It must have been quite a sight: Sir Paul McCartney, hunched over his Fender Rhodes electric piano, alone on his Scotland farm, crooning the late-night poetry of “Waterfalls”. That trademark voice of his resonating across the dusty-yet-comforting confines, and those vacant late-night synth lines dancing along to the somber electrified piano scales, as the candle flickers in the corner and the hours pass and pass and pass. On record, the melancholic track conjures up these images; Macca sounds so distant, so heartbroken, and so isolated. That’s because he was. Around the time of its inception – circa July of 1979 – the former Beatle had abandoned Wings and holed up on his Scotland farm in Campbeltown, where he tinkered with synths, resulting in 20 recordings that he planned to keep to himself. Of course, he never did, which is why we’re looking at a re-issue of his second solo album, McCartney II.
On first listen, McCartney’s second outing sounds, well, odd. Save for “Coming Up”, which still feels like a Wings track (the dancehall-ready tune debuted originally in Wings’ setlists), the whole of the album meanders between funky Macca jingles or just downright weird experiments. At times, he’s channeling Country Joe McDonald, constructing hickory-smoked road jams like “Nobody Knows”, while other moments he’s pre-dating Jan Hammer, orchestrating mindfuck instrumental suites like “Front Parlour” or “Frozen Jap”. What’s great is that no matter how layered these tracks are – take, the strutting rockabilly of “Bogey Music”, for instance – it always feels like he’s alone. It’s bizarre.

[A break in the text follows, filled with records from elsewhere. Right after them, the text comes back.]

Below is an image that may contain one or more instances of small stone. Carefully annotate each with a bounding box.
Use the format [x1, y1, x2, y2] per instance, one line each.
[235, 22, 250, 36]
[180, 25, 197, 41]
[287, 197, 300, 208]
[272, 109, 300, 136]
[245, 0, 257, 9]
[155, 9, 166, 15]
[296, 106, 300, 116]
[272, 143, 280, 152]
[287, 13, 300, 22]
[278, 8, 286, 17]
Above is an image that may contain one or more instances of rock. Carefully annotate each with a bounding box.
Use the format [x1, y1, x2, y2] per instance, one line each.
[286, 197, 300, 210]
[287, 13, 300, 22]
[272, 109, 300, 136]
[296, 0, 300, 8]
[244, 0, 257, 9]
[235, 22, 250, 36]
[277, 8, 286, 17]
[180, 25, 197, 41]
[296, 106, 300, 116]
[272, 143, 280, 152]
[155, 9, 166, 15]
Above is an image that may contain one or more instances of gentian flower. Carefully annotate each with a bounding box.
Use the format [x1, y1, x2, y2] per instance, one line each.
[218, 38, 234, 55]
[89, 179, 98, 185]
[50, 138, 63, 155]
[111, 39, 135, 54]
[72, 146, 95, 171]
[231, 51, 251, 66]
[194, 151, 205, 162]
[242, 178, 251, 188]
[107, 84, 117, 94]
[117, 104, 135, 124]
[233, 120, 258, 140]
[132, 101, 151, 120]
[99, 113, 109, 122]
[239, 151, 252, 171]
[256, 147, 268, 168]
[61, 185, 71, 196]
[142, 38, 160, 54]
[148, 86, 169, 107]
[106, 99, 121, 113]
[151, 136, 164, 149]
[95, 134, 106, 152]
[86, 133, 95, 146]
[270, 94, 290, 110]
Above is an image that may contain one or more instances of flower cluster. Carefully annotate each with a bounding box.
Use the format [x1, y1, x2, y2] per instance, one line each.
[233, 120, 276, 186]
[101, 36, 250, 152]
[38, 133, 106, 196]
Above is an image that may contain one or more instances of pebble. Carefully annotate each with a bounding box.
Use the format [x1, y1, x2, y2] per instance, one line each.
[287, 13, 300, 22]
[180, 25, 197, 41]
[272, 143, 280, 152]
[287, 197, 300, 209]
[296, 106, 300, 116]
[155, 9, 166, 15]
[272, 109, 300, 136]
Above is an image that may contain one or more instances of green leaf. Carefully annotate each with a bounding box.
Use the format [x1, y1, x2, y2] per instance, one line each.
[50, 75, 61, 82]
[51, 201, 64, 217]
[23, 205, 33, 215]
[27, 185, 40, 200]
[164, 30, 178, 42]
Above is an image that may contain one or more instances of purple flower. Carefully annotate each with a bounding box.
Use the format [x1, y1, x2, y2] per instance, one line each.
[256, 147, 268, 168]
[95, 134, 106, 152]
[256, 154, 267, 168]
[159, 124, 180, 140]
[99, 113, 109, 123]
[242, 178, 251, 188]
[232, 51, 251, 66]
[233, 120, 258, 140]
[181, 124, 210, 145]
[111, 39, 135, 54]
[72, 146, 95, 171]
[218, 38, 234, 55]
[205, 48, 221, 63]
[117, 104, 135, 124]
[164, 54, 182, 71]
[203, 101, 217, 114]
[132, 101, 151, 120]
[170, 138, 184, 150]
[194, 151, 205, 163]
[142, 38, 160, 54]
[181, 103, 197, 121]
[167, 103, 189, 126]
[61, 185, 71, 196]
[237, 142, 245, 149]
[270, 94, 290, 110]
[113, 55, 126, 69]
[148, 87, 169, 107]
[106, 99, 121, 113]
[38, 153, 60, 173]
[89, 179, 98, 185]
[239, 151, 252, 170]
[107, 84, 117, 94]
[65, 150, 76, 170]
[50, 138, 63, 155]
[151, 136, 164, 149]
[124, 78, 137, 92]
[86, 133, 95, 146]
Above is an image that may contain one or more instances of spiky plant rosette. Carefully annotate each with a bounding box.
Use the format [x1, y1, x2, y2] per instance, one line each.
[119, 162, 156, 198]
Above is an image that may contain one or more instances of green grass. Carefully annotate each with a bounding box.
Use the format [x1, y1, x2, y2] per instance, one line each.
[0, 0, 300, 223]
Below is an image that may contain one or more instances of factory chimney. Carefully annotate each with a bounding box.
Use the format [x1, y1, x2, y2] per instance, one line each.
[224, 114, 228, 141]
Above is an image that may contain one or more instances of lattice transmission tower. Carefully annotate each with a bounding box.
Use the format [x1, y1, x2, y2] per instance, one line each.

The main problem that still dwells within the album is that some tracks don’t work at all. Nobody needs to hear a song like “Temporary Secretary”. Its needle-like electronic backbone draws up a fine pace, but the repetitive chorus, coupled with Macca’s nasally vocals, makes it one of the most annoying tunes in the legend’s iconic discography. The same goes for “Darkroom”, another quasi-instrumental, though this one sports some vocals, although they hardly do much but chant again … and again … and again. It’s an exercise in sanity, really.
But McCartney doesn’t keep the mad scientist act up. Before the record ends, he’s already hung up the labcoat, opting for an acoustic guitar and some reverb, instead. On closing track, “One Of These Days”, McCartney coos over some delicate strumming, “One of these days, when my feet are on the ground/I’m gonna look around and see,” perhaps alluding to the album’s personal construction. Incredibly intimate and rather comforting in nature, some might say it’s a loose Beatles track, but really it picks up where he left off on 1970’s McCartney.
For the 2011 re-issue, as part of the Paul McCartney Archive Collection, the original remastered record’s been packaged with an assortment of bonus tracks. “Check My Machine” should be noted as being the first track of these Scotland sessions; the banjo funk makes its way on-board, sounding a tad polished and feeling less like a demo and moreover a rough B-side. The previously unreleased entry “Blue Sway” features the Richard Niles Orchestration, and while it certainly never belonged on McCartney II, its sleek sheen does beg for a spin or two. The same goes for other unreleased track “Bogey Wobble”, though this one’s just entertaining to see how “far” Macca went. Who knew the Beatles’ bassist had a knack for writing Nintendo scores?
Outside of that, other material includes a live rendition of “Coming Up”, the holiday single “Wonderful Christmastime”, the Tangerine Dream-esque “Secret Friend” (clocking in at over 10 minutes, no less), and other previously unreleased tunes like “Mr H Atom/You Know I’ll Get You Baby” and “All You Horse Riders/Blue Sway”. They’re all good-to-have tracks if nothing else. But, really, you’ll also recognize why they were shelved for such a long time.
Over 30 years later, McCartney II continues to leave fans confused and bewildered. So much of it seems baffling – even after listening to material made years later under The Fireman, Macca’s eccentric collaboration with Youth. (The two have been dabbling on productions since 1993.) Perhaps it’s because McCartney put all of this together alone, at a time when he was still touring the globe with Wings. Granted, he was on the cusp of the ’80s, a time when synthesizers became everyday dalliances for musicians; however, his use of the machines here feel alien, at least to his style. That’s the real charm of McCartney II, though, it’s the notion that this is a solo album of the strictest means. It’s just a man and his mind. As we know, that mind is something quite unreal, even amidst a few hiccups.